Two interesting counterpoints are Ridley Scott’s “Gladiator” and “Kingdom of Heaven.” Neither had particularly strong stories either but both immersed the audience in a world that was surprising and new and which alluded to central historical truths about their respective times. For example, the beginning battle scene in Gladiator illustrates the power of technology, organization and discipline even in a relatively primitive world, a key aspect of historical Roman success. Of course it is also relevant to the kind of real warfare we see on the news at the moment. In that context, it’s interesting to compare “Restrepo,” Sebastian Junger’s documentary about a US platoon in one of the most dangerous parts of Afghanistan, with "Gladiator" which suggests that very different kinds of stories about the Roman invasions of Gaul and England could be very interesting indeed.

Good stories are hard.

But they always have been. Very occasionally, I find myself musing that in spite of the sea changes in media at all levels, we’re becoming worse at it as a culture. Certainly, the immediacy of things like Facebook pose interesting obstacles to the creation of suspense, a vital narrative element.

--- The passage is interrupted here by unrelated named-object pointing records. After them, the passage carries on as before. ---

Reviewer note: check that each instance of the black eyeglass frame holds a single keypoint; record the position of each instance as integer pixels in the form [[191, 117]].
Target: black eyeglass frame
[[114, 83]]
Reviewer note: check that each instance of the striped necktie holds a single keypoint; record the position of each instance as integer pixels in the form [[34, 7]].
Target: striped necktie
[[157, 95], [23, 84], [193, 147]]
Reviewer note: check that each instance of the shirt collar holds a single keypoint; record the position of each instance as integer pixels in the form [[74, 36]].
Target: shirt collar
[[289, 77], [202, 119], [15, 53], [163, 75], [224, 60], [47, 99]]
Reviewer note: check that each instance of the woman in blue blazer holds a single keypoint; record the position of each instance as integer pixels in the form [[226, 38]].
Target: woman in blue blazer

Unfortunately, a couple of experiences this week have only served to support that rather gloomy opinion. Lynn and I watched the first episode of the Camelot miniseries on Starz. Like, Michael Hirst’s previous production, “The Tudors,” it seems to have no idea of what it’s about. The first episode gave me no reason to watch a second and even if we do I fear I may be unable to keep with it due to severe, aggressive apathy.  Ironically, one of the six word stories from the New York Times,, serves as a perfect review:  "Note to self:  no more surfers."

More interesting and possibly more sadly, Bioware has released a demo of their RPG "Dragon Age II." "Dragon Age I" was one of the most successful computer games of last year and was particularly interesting because a story with strong ironies, difficult choices and well-realized characters was one of the central and unique elements. I’ve long felt that computer gaming, still relatively young, was waiting for its “Birth of a Nation” and "Dragon Age I" suggested that moment might be very close indeed. Alas, the demo of DA II suggests that those elements have been forgone in favor of developing an anime-styled game to appeal to fourteen year-old ADD console players of FPSs, a caricatured demographic I suspect is actually microscopically small. I have fingers crossed in hopes that it was no more than a terrible demo.

I’m going to go reread some Borges and Lovecraft.